Here is the list of External Playbook Functions:

1. PROTECTi

2. VirusTotal

3. URLCAT

4. URLhaus

5. Jira Incident Creation

6. EDR Remediation

7. O365 Response

8. O365 PS Response

9. Google Workspace Response

10. Checkpoint Response

11. FortiGate Response

12. AWS Guardduty Response

 

Function Details

 

1. PROTECTi

1.1 getFileReputation Function

Description:

Computes the MD5 reputation value.

Parameters:

• fileMD5 (string[]): MD5 value(s). [processMD5 / fileMD5 / moduleMD5 / childMD5 / ehpMD5]

Returns:

• fileReputation (pair): Array of {MD5: Reputation value } pair. Reputation values for every MD5 are in the range of 1-10. 1 – clean, 10 – malicious.

1.2 updateFileReputation Function

Description:

Updates the file MD5 reputation value.

Parameters:

• fileMD5 (string[]): File MD5 value(s).

Returns:

• fileReputation (pair): Array of {MD5: Reputation value } pair. Reputation values for every MD5 are in the range of 1-10. 1 – clean, 10 – malicious.

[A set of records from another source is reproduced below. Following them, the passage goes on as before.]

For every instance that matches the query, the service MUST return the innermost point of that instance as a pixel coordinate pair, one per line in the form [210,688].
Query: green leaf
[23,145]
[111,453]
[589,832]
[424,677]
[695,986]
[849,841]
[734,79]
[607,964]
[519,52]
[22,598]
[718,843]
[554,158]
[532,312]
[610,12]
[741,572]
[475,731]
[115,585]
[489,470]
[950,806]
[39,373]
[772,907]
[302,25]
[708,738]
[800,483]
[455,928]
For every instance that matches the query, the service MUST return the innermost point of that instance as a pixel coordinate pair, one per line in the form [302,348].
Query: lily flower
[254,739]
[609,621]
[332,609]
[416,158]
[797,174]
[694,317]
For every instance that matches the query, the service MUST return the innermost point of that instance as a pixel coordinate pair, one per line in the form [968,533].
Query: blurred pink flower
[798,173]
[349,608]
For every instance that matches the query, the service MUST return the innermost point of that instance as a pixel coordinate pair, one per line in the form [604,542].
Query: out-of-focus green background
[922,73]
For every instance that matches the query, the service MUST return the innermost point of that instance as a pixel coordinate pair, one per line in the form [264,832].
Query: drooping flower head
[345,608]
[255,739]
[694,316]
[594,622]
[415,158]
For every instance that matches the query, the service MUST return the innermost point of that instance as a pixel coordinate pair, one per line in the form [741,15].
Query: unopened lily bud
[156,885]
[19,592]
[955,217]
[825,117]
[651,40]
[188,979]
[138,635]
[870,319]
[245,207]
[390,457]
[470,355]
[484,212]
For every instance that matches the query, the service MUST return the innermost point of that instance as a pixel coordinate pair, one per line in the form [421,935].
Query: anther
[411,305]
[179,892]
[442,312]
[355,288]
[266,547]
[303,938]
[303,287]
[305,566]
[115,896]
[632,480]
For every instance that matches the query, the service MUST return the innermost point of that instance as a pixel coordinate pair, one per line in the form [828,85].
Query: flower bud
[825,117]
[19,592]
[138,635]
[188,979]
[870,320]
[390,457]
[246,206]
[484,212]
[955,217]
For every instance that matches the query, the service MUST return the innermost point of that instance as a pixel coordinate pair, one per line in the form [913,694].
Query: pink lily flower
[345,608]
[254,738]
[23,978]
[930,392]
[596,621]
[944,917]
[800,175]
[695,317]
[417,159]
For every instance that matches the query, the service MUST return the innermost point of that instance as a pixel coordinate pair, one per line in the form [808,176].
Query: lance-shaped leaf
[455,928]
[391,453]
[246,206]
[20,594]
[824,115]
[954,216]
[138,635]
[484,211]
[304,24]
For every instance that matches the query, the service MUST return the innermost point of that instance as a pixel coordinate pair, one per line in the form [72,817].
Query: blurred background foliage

1.3 updateProcessReputation Function

Description:

Updates the process MD5 reputation value.

Parameters:

• processMD5 (string[]): Process MD5 value(s).

Returns:

• processReputation (pair): Array of {MD5: Reputation value } pair. Reputation values for every MD5 are in the range of 1-10. 1 – clean, 10 – malicious.

 

2. VirusTotal

2.1 getFileReputation Function

Description:

Computes the MD5 reputation value.

Parameters:

• fileMD5 (string[]): MD5 value(s). [processMD5 / fileMD5 / moduleMD5 / childMD5 / ehpMD5]

Returns:

• fileReputation (pair): Array of {MD5: Reputation value } pair. Reputation values for every MD5 are in the range of 1-10. 1 – clean, 10 – malicious.

Example Usage

# Example of using the getFileReputation function:
import requests

fileMD5_list = ["abc123", "def456", "ghi789"]
response =# Example of using the notification function requests.post("https://api.example.com/getFileReputation", json={"fileMD5": fileMD5_list})
fileReputation = response.json()
print(fileReputation)

2.2 updateFileReputation Function

Description:

Updates the file MD5 reputation value.

Parameters:

• fileMD5 (string[]): File MD5 value(s).

Returns:

• fileReputation (pair): Array of {MD5: Reputation value } pair. Reputation values for every MD5 are in the range of 1-10. 1 – clean, 10 – malicious.

Example Usage

# Example of using the updateFileReputation function:
import requests

fileMD5_list = ["abc123", "def456", "ghi789"]
response = requests.post("https://api.example.com/updateFileReputation", json={"fileMD5": fileMD5_list})
fileReputation = response.json()
print(fileReputation)

2.3 updateProcessReputation Function

Description:

Updates the process MD5 reputation value.

Parameters:

• processMD5 (string[]): Process MD5 value(s).

Returns:

• processReputation (pair): Array of {MD5: Reputation value } pair. Reputation values for every MD5 are in the range of 1-10. 1 – clean, 10 – malicious.

Example Usage

# Example of using the updateProcessReputation function
import requests

processMD5_list = ["abc123", "def456", "ghi789"]
response = requests.post("https://api.example.com/updateProcessReputation", json={"processMD5": processMD5_list})
processReputation = response.json()
print(processReputation)

 

3. URLCAT

3.1 getURLReputation Function

Description

Computes URL Reputation value.

Parameters

• url (string[]) – URL. [nwURL / emailURL]

Returns

• urlReputation
  

  (pair) – Array of {URL: Reputation value } pair

  • Reputation values for every URL are in the range of 1-10. 1 – clean, 10 – malicious.

Example Usage

# Example of using the getURLReputation function

from url_reputation_api import getURLReputation

# Example usage with a list of URLs
urls_to_check = ['https://example.com', 'https://malicious-site.com']
reputation_results = getURLReputation(urls_to_check)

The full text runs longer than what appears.